In der entspannten Atmosphäre dieser Umgebung der Nissis Kunstkantine, konnten sich junge und erfahrenere Wissenschaftler begegnen und dank warmer sommerlicher Temperaturen im Freien klönen.

Mehr als 100 junge Meeresforscher aus Deutschland und etlichen anderen Ländern sorgten für den Erfolg ihrer 7. Netzwerkkonferenz, die am Montag, den 12. September erst richtig begann.

Das Team um Vera Golz vom Arbeitskreis Studium und Lehre der DGM organisierte wieder einen coolen Event mit einem besonders ansprechenden Mix neuer Forschung und der Förderung von Kooperation und sozialer Verantwortung.

Das Asien-Afrika Institut bot zentral gelegene und gut geeignete Räumlichkeiten.

Nach den Begrüßungsworten der Veranstalter begann Dr. Claudia Hanfland, ein DGM Mitglied, das Eröffnungsplenum mit einem Informations-Vortrag über das Angebot an Unterstützungsmaßnahmen für Doktoranden.

Viele deutsche Einrichtungen und Institute bieten ein vielseitiges Unterstützungsprogramm an, das fuer Doktoranden maßgeschneidert ist. Der allgemeine Trend ist weg von der Eins-zu-Eins Betreuung und hin zur bereits international verbreiteten Gruppenbetreuung.

Lisa-Henrike Hentschel stellte die Arbeitsgruppe für kritische Wissenschaftler und Ozeanphilosophen vor, die nach der vorherigen YOUMARES Konferenz entstanden war und lud die Teilnehmer ein, mitzumachen und die Ziele und Ansätze weiter ausarbeiten zu helfen.

Der nächste Programmteil ging mit zwei parallelen Sessions weiter, eine zum Thema Eutrophierung (Überdüngung) und eine andere über gelöste organische Substanzen in aquatischen Systemen.

Die nächsten beiden Sessions behandelten "Wie passen sich Gemeinschaften an?" und "Grenzen der Polar- und Tiefseeforschung".

Im Eingangsvortrag der ersten Session, stellte Prof.
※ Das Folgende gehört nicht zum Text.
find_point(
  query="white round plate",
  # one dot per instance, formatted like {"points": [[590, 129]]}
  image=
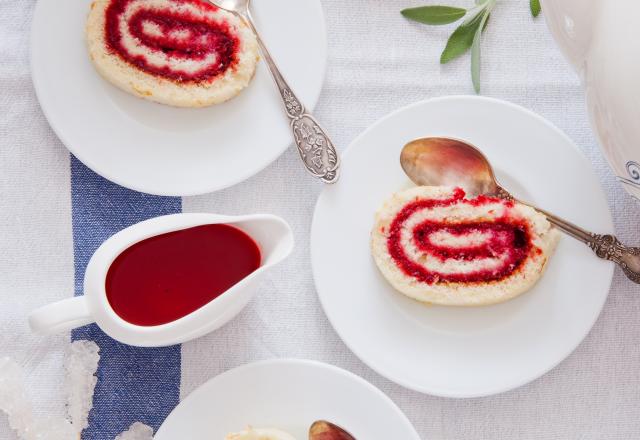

Thomas Bosch dem Publikum einen Panorama-Blick neuer Konzepte der Evolution und der Funktionsweise von Vertebraten und anderen mehrzelligen Organismen vor. Er schlug die Annahme einer Begrifflichkeit vor, die über den klassischen Artbegriff hinausgeht und als "Holobiont" die essentiellen Wechselwirkungen zwischen dem Individuum eines vielzelligen Organismus und den mit ihm verbundenen Mikroben einschliesst. Letztere tragen entscheidend zur Gesundheit oder Krankheit des Wirtes bei.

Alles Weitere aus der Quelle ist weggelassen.